Investing in real estate is another effective way to diversify your portfolio. A 2018 report by IHS Markit revealed that the housing market remained stable and even grew in certain regions during the last three recessions.

Halal real estate investments can be made through Real Estate Investment Trusts (REITs) that comply with Islamic principles. For instance, the Iman Fund in the US and the Al Rajhi REIT Fund in Saudi Arabia are excellent examples of Halal REITs.

Gold Investment:

Gold has traditionally served as a safe haven during economic crises. According to the World Gold Council, gold prices surged by 28% in 2020 as investors sought safety amid the pandemic-induced recession.

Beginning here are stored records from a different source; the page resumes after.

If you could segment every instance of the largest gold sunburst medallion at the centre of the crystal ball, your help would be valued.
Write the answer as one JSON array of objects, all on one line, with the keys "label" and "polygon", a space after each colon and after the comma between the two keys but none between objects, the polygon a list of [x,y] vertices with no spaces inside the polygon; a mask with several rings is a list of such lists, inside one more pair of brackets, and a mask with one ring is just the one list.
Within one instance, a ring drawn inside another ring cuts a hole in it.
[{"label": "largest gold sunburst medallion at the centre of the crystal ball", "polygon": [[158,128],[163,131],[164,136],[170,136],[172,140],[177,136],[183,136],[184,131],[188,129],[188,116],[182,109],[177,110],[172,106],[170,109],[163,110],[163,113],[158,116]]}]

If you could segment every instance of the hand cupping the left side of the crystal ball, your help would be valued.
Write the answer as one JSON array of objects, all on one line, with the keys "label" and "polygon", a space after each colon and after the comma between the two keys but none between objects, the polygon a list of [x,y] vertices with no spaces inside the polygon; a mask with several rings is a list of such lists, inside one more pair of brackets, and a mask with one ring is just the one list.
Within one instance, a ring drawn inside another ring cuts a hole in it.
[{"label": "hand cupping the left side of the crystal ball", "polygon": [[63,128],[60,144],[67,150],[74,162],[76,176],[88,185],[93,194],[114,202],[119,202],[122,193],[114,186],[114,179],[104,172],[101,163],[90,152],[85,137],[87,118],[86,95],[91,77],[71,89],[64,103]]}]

Muslim investors can invest in physical gold or choose Shariah-compliant gold ETFs such as the SPDR Gold MiniShares Trust (GLDM), ensuring their investments align with Islamic law.

2. Value Investing

In a recession, quality stocks can often be purchased at a discount, presenting an opportunity for value investing. A study in the Journal of Islamic Accounting and Business Research showed that during the 2008 recession, Islamic value stocks in the Asia Pacific region outperformed the market by 8.7%.

Halal stocks typically have low debt levels, aligning with Islamic principles against interest-bearing debt, making them prime candidates for value investing. However, it's crucial to scrutinize the financial health of the company to avoid investing in businesses facing bankruptcy.

3. Increase Liquidity

Liquidity is crucial during a recession as it provides a buffer against financial hardships and enables you to seize investment opportunities. According to a report by the International Monetary Fund (IMF) in 2020, companies with higher liquidity were 60% more likely to survive the economic crisis.

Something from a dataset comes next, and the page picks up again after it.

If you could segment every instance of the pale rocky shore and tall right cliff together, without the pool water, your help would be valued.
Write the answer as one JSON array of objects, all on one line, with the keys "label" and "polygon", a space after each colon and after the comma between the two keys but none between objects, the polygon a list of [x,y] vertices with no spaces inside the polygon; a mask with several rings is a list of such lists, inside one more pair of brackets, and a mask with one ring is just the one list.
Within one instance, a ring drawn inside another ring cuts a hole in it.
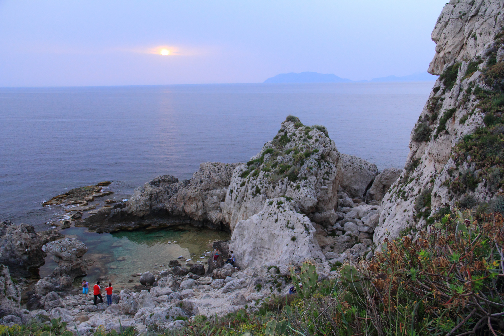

Islamic banks like Abu Dhabi Islamic Bank and Kuwait Finance House offer Shariah-compliant savings accounts, providing a modest return and liquidity.

4. Sukuk Bonds

Sukuk, or Islamic bonds, are a reliable investment during recessions. Unlike traditional bonds, they provide returns without the element of interest, which is prohibited in Islam. According to a report by S&P Global, Sukuk issuance hit a record $162.5 billion in 2021, proving their resilience even in a challenging economic environment.

5. Islamic Mutual Funds and ETFs

If you're uncomfortable with selecting individual stocks or bonds, consider Islamic mutual funds or ETFs. According to a report by Morningstar, Islamic funds performed relatively well during the COVID-19 pandemic, with the average fund losing just 9.4% while the MSCI ACWI Index, a measure of global equities, lost 14.5%.

6. Bitcoin

Despite not yet proving to be a successful inflation hedge Bitcoin and other cryptocurrencies have potential for future profit given their current low investment prices. Their untested nature in recession conditions adds risk, but also potential reward. Over 2021 and 2022, the crypto market value quadrupled to $3 trillion, reflecting growing popularity and ambition for an economy independent of traditional financiers. Bitcoin's decentralized and community-regulated system, along with its capped supply, may make it a valuable asset in times of low growth, liquidity, and purchasing power. While this time has not yet arrived, Bitcoin may soon become a powerful recession hedge.

7. Invest in Yourself

Investing in personal growth and skill-building is a wise decision in any economic climate. During a recession, it can open doors to new opportunities. According to a report by the Pew Research Center, those with higher educational attainment levels experienced lower unemployment rates during the 2020 recession.

In conclusion, a recession, despite its intimidating reputation, can open doors to unique investment opportunities. As a Muslim investor, aligning your investment strategies with Islamic principles can offer financial growth and peace of mind. Always remember that investing should be in line with your financial goals and risk tolerance, and it's essential to seek advice from a financial advisor or Islamic finance expert. By employing these strategies and maintaining a disciplined, informed approach, you can not only survive a recession but come out of it in a stronger financial position.